In drei Nachrufen auf François Furet ("alles andere als ein aufgeblasener, eitler Akademiker"), Amos Elon ("klug und respektlos, verachtete Dummheit und Borniertheit") und Leszek Kolakowski ("Ironie und messerscharfe Argumentation") wird ein Porträt des Historikers als nicht mehr ganz so jungen Mannes reflektiert: geistreich und integer, mit einer Präferenz für Fakten anstelle von Theorien, methodisch eher bei der guten alten Chronologie als in der Intertextualität zu Hause und noch stets ein beeindruckend belesener, polyglotter, im positiven Sinne streitsüchtiger Intellektueller.
Dies ist auch der Grundton in Judts Rezension von Eric Hobsbawms "Age of Extremes", die den Auftakt der hier versammelten, in vier asymmetrische Hauptteile (Europa, Israel, Vereinigte Staaten, die Sozialdemokratie überhaupt) angeordneten Texte macht. Bisweilen scharfzüngig, immer scharfsinnig entwickelt Judt meist aus Buchbesprechungen größere Zusammenhänge. Beim Seelenverwandten Hobsbawm ignoriert er dessen Festhalten an einigen überkommenen Gewissheiten keineswegs - neue Fakten! -, doch tragen Wärme und Sympathie seine Lektüre.
Dass er auch anders kann, zeigt Judt, wenn er die handwerklichen Fehler, intellektuellen Unzulänglichkeiten und - als wäre das noch nicht genug des Überdrusses - antisemitischen Subtexte im Werk des Europahistorikers und selbsternannten Retters polnischer Größe, Norman Davies, schonungslos zerrupft. Das ist hart, aber glorreich. Wer die Faktenlage schludrig oder, schlimmer noch, wissentlich verkennt, findet bei Judt keine Gnade.

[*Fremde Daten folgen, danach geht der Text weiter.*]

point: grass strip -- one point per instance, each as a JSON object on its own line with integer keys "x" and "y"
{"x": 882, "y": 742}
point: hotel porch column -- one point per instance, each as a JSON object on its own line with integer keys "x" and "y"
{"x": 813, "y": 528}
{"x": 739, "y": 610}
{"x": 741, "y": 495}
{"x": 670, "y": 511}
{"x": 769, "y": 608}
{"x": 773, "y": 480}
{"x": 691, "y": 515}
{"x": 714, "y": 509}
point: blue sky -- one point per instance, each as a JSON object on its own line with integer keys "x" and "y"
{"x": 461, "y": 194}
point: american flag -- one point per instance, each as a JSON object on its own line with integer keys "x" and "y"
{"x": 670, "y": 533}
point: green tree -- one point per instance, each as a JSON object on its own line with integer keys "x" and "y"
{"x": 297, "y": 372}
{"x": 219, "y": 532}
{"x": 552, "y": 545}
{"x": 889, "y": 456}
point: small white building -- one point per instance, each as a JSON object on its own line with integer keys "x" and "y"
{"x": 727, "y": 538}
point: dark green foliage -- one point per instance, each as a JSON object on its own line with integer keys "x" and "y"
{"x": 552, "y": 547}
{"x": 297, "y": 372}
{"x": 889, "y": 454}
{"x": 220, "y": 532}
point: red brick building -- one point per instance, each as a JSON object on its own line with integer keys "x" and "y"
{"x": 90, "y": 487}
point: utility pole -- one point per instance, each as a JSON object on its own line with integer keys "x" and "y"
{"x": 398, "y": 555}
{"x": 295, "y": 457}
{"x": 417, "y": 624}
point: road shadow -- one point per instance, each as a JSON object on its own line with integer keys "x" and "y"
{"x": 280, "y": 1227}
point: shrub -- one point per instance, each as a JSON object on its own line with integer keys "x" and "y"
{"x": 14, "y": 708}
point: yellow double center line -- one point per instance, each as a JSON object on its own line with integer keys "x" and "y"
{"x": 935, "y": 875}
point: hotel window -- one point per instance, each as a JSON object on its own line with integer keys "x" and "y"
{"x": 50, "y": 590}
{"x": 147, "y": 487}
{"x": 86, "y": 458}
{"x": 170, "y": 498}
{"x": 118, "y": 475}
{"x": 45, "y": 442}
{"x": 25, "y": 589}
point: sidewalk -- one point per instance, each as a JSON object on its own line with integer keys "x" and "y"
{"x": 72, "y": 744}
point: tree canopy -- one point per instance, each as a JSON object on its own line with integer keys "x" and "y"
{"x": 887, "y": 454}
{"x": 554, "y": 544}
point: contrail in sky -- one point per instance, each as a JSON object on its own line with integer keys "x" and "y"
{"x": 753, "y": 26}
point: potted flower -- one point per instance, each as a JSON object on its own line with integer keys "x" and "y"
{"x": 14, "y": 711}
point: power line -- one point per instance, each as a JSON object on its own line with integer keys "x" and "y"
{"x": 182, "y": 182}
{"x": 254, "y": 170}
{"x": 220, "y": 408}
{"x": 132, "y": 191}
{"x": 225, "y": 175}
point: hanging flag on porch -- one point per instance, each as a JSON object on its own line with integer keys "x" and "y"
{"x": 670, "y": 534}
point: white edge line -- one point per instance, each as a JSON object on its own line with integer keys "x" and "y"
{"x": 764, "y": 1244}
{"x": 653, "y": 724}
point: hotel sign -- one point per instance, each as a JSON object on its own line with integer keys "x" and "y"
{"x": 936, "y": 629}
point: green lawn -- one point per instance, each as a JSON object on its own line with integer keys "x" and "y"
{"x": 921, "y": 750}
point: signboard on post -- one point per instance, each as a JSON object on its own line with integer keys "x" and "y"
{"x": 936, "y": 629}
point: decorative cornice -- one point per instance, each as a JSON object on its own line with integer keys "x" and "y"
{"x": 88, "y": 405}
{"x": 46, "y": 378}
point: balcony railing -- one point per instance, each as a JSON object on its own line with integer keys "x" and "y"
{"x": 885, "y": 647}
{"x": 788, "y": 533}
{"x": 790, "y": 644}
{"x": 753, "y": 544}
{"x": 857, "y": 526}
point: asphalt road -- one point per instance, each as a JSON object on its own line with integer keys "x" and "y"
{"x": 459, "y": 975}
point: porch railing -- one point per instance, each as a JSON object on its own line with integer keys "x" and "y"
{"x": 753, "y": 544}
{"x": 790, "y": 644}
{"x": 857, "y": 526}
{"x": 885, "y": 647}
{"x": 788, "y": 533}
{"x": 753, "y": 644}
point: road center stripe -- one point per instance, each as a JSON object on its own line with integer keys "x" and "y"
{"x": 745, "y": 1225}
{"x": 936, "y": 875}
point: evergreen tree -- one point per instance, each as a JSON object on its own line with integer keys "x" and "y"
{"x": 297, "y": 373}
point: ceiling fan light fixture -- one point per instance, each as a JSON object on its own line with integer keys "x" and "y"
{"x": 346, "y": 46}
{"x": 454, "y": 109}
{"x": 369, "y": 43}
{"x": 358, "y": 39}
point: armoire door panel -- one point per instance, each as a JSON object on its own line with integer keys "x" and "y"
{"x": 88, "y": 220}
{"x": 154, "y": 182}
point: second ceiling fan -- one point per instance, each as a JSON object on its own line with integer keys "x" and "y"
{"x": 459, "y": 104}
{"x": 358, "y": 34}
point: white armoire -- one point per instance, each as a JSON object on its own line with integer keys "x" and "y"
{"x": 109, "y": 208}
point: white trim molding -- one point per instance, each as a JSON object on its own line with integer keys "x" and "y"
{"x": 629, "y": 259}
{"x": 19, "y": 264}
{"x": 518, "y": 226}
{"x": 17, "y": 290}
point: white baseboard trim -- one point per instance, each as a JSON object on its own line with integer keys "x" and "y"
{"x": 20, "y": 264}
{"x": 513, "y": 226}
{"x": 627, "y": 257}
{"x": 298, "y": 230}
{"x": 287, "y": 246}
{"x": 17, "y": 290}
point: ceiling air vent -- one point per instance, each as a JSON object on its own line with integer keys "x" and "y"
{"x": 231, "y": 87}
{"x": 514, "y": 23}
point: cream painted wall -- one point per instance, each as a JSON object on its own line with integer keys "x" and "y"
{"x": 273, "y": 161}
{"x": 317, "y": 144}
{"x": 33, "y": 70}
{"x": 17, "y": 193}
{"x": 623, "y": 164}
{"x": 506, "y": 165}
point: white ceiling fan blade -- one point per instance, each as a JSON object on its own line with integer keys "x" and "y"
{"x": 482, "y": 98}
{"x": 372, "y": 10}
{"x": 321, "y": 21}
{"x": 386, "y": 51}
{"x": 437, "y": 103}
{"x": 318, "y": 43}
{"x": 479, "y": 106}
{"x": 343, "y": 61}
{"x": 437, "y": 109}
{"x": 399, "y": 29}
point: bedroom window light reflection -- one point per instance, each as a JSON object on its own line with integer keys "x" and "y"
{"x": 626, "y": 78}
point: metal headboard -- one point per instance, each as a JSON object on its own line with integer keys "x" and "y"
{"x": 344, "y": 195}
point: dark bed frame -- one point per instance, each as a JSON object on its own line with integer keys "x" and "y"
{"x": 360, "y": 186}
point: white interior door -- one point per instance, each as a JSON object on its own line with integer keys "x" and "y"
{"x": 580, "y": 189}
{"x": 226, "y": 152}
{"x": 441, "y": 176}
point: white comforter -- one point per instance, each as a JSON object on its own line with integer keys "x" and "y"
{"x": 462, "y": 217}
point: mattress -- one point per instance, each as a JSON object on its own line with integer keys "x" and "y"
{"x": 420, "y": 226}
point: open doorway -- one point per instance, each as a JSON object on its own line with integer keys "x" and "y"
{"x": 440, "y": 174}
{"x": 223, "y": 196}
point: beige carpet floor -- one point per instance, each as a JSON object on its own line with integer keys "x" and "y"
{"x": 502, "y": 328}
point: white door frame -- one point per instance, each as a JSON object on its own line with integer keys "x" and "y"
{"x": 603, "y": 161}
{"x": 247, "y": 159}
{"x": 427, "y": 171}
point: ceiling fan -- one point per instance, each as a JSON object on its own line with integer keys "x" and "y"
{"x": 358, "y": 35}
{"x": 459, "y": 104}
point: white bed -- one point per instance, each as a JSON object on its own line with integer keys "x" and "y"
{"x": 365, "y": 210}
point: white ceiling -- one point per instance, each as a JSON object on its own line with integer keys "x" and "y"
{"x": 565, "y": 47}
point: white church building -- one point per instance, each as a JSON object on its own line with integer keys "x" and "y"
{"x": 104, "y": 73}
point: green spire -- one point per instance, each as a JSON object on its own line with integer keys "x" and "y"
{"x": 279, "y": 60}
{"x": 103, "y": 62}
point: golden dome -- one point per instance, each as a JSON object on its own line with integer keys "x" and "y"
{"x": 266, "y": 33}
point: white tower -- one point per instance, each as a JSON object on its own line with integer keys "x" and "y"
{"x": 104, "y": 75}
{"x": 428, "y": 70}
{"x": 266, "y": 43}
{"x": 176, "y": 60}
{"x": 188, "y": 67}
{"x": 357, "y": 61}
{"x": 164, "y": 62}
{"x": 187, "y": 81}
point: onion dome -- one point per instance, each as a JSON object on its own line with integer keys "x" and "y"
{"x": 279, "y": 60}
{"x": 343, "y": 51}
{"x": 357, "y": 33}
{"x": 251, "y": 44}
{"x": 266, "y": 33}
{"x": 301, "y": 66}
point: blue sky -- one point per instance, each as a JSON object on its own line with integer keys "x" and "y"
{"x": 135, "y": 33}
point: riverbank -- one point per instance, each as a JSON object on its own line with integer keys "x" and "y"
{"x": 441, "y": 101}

Doch nicht nur Fakten ändern sich, auch Kontexte wechseln, und der Leser dieser vorzüglichen Sammlung wird vielfach andere Assoziationen haben als ihr Autor. Schreibt Judt von der wachsenden Selbstisolation der Vereinigten Staaten und ihrem erodierenden Führungsanspruch im Zeitalter George Bushs des Jüngeren, so liest man heute wie selbstverständlich Donald Trump in diese Zeilen hinein. Geht es um den Nahen Osten, werden aus dem hier noch sehr lebendigen Ariel Scharon - laut Judt ein Verhängnis für den israelischen Staat - die Einbahnstraßen- und Eskalationspolitiker Benjamin Netanjahu und Avigdor Lieberman. Schreibt Judt im Jahr 1996 über Europa als "große Illusion", ist man versucht, darin die Prophezeiung von Brexit, ungarischem Rechtsbruch und AfD zu erkennen.
Und Judts Vision einer "Sozialdemokratie der Angst" liest sich nach den Bundestagswahlen 2017 auch anders, als sie 2009 gemeint war. Doch so finster die Formulierung daherkommt, stimmt Judt gerade nicht in den Abgesang auf sozialdemokratische Werte wie Wohlfahrtsstaat und Gerechtigkeit ein, sondern ruft zu ihrer Verteidigung auf. Das konservative Bewahren solcher Errungenschaften sei heute Kernaufgabe der Sozialdemokratie; mit der "Abrissbirne" der Innovationsrhetorik operierten hingegen die Zerstörer der Rechten.
An hellsichtigen Gedanken ist fürwahr kein Mangel in diesem Band. In den neunziger Jahren beschreibt Judt luzide, wie nationalistische Bewegungen - noch sind es Jean-Marie Le Pen und Jörg Haider - Kapital aus dem diskreditierten Wohlstandsversprechen der Europäischen Union ebenso schlagen wie aus Ängsten vor globalen Migrationsbewegungen. Wenn man liest, dass der EU-Beitritt Ungarn und die Slowakei "vor ihren eigenen Dämonen schützen" solle, ist man gelinde verblüfft. Auch das Bild der amerikanischen Außenpolitik als SUV sitzt: im Zeitalter von Überbevölkerung, Ressourcenknappheit und Klimawandel sei dies ein "gefährlicher Anachronismus", weil er verkenne, dass Unilateralismus und militärische Macht nicht dasselbe seien wie Einfluss und Überzeugungskraft. Und wenn Judt urteilt, das amerikanische Ansehen habe "einen historischen Tiefpunkt", möchte man nur die Jahreszahl auswechseln, ehe man unterschreibt.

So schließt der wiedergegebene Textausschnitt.